Question 1: Couldn't we simply use absolute addressing in such cases if we’re just using static libraries? For example: callq 0xaddress
.
Question 2: Say a PC relative address of 5 is calculated. The assembly increments the PC by 5 at a certain point. Is this to say we cannot use absolute addresses, say 0x480480 because then the PC would get incremented by 0x480480? In other words, function calls need PC-type instructions to call them.
Question 3: But doesn’t the assembly callq
take the address of a function?
(Potential) Answers for 1-3: Absolute addresses are computed at link time, while PC-relative addresses are computed at compile this, which saves time. We use PC-relative addresses only in the case functions that stay near other functions, not anywhere else. We could use absolute addressing here, but that might be worse (in terms of time).
- GOT – included in any module that references variables in a .so file (a shared library). This is "program independent code" (PIC) because .text sections refer to the entries in the GOT, which refer to absolute addresses load time. It is used specifically in the case of shared libraries because we don’t want to keep the library information with the executable in order to update the shared library as we wish.
Question 4: Isn’t this the same if we the did not use a GOT? Since entries in the GOT get relocated anyway, what is the purpose of using it? Our code gets changed. If the benefit is we do not have to recreate our executables and just defer everything to load time, what’s the benefit of static linking?
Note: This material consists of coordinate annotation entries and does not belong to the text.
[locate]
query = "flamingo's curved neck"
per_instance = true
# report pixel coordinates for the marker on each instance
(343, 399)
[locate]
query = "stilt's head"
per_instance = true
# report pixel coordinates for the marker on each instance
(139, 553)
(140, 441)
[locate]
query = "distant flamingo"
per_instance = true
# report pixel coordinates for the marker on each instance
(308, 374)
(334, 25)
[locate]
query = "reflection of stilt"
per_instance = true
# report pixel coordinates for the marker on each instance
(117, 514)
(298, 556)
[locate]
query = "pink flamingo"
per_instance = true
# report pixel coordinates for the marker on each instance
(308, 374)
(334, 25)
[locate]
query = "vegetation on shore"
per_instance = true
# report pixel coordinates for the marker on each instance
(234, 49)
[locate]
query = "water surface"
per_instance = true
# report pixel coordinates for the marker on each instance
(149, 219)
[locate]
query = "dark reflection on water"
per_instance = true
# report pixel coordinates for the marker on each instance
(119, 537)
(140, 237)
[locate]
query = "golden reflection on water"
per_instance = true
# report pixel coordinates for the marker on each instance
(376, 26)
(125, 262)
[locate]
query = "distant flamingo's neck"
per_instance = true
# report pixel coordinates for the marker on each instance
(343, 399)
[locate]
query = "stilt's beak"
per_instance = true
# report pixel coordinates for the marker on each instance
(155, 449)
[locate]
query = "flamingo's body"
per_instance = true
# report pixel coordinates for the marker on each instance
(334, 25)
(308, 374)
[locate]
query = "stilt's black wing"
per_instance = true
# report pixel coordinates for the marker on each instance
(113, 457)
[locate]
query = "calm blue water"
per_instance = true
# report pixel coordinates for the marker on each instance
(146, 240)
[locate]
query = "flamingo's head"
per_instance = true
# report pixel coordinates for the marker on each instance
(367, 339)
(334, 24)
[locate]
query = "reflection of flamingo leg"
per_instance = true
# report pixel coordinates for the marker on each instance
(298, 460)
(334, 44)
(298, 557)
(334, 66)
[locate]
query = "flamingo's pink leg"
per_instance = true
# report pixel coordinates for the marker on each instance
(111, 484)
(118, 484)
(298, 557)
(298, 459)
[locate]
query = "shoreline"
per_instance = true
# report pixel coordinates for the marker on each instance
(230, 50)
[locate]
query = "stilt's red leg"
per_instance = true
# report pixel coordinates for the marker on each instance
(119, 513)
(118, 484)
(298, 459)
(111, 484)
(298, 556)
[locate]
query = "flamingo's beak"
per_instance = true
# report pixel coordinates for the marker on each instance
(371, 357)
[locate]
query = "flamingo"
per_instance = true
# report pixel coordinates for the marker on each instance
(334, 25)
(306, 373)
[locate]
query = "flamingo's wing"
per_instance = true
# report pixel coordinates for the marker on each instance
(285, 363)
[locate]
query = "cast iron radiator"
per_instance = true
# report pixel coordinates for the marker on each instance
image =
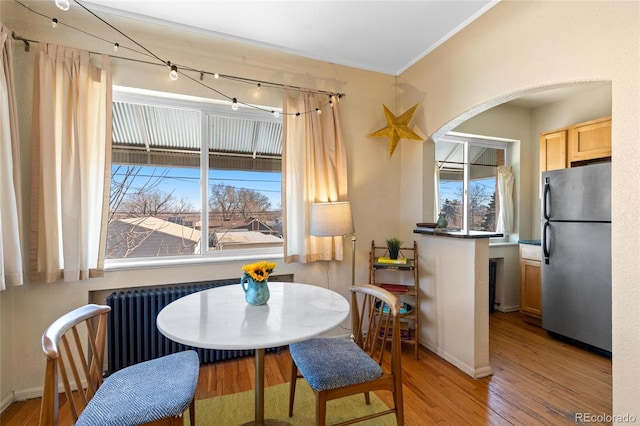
(132, 335)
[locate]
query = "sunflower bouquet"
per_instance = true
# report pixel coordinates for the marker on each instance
(259, 271)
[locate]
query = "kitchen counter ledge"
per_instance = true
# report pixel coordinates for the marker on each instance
(456, 233)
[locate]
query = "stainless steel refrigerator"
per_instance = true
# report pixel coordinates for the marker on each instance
(576, 243)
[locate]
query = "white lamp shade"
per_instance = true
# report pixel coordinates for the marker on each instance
(331, 219)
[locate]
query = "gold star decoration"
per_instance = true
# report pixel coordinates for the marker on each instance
(397, 128)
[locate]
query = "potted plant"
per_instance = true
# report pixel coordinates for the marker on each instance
(393, 245)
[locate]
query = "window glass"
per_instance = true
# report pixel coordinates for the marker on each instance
(467, 182)
(157, 205)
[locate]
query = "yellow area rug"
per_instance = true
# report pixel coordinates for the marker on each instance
(238, 408)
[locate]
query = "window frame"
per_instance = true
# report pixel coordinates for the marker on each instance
(207, 108)
(468, 140)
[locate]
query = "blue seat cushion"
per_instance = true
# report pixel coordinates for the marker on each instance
(329, 363)
(144, 392)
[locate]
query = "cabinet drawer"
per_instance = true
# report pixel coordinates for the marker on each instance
(529, 251)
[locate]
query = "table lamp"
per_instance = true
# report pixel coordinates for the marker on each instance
(333, 220)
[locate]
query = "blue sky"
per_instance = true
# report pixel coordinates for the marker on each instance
(184, 182)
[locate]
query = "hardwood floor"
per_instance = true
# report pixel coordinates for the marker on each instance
(536, 380)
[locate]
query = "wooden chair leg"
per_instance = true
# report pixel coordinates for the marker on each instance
(321, 409)
(192, 413)
(292, 386)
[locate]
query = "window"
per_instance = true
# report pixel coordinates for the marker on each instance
(162, 149)
(467, 180)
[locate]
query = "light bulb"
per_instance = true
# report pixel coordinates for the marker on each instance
(63, 4)
(173, 74)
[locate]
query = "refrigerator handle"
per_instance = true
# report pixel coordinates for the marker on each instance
(545, 247)
(545, 199)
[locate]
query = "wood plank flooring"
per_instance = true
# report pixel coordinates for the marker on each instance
(536, 381)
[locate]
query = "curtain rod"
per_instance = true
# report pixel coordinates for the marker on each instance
(262, 83)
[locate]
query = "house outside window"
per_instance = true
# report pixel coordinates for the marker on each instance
(162, 150)
(467, 180)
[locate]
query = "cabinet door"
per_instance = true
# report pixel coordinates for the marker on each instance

- PLT+GOT – included in any module that refers to procedures (functions) in .so files. The idea is to “defer binding of each procedure address until the first time the procedure is called” (i.e., put the address of the procedure in the GOT until the first time the procedure is called). For example, if we have a call to a function defined in a .so, we call to PLT, the first time* calling the dynamic linker to put the address of the function in the GOT and the succeeding times calling to PLT (still) but using the new address in the GOT. (*The first time: GOT holds a special address to start the execution of instructions that will get the address of the function we need and put it in the GOT.)
Question 5: Why don’t we just keep the addresses of the functions in GOT like how we did for variables? Is it just to save a little bit of OS time?
Question 6: And if the GOT+PLT combination is good, why not use it for all our purposes?